Historians disagree as to the genesis of this Danish staple. Some believe that the smorrebrod has it origins in the European Middle Ages when thick slices of stale bread served as plates for whatever was available and could be piled on the bread. The bread was originally thrown away, but it did not take long for folks to figure out that much of the juices and flavors soaking to the stale bread rendering it the best part of the meal. Others believe that the factory workers of the late 19th century started the custom (or at least cemented it into Danish tradition) when they began eating a quick lunch at the factory instead of going home for their mid-day meal. Again, they would take leftovers and pile them on bread and “eat on the hoof.” Before you dash into the kitchen and try your hand at whipping up a few smorrebrod for the family, you might want to consult the Internet or a good cookbook. Www.danishsandwich.com had a funny video you can watch as well as some very good looking recipes and tips. Pinterest is loaded with beautiful ideas, but sadly, many of them break the rule about the bread showing. With a little due diligence and prep work, anyone can turn out smorrebord that would impress even a Dane. I read somewhere that, if there were a world sandwich competition, there is little doubt that the smorrebord would win “haenderne ned” or hands down. There is little doubt that smorrebrod outshines anything John Montagu, the Fourth Earl of Sandwich, ever threw together.
Finally, there is one more smorrebrod pro-tip you must know.
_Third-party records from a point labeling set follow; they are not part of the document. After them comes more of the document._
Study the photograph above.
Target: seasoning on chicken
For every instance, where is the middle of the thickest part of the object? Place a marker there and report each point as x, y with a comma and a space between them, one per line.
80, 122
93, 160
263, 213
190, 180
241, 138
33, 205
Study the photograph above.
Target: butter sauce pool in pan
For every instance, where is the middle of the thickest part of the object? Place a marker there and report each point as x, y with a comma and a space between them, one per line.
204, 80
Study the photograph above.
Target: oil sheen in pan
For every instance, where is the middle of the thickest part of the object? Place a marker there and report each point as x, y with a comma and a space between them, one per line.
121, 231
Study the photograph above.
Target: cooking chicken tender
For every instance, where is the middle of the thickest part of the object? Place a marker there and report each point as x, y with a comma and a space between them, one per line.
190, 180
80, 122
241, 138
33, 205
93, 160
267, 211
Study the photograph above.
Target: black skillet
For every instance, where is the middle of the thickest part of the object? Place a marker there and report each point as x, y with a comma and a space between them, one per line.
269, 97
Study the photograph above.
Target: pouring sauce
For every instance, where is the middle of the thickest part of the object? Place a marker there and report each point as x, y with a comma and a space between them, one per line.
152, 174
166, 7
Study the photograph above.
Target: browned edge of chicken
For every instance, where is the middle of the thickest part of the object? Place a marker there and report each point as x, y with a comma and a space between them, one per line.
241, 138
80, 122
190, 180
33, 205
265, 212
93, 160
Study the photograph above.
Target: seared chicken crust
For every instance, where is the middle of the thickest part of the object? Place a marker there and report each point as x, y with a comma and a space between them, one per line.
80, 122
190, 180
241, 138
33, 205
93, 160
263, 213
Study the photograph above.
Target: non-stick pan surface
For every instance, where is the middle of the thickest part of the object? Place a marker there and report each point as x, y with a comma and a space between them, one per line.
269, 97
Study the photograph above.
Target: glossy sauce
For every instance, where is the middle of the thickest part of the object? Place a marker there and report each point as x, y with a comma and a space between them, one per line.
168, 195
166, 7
The perfect beverage to accompany your edible art is a Danish-style pilsner or chilled aquavit. Remember to toast often. It is expected. Raise your glass, look everyone squarely in the eye, and say “Skol!” If you say it often and with conviction, any infraction of the smorrebord rules will probably be forgiven or at least forgotten after enough toasts. After all, surveys have concluded that the Danes are among the happiest people on the planet, so they probably will not hold a smorrebrod grudge for very long.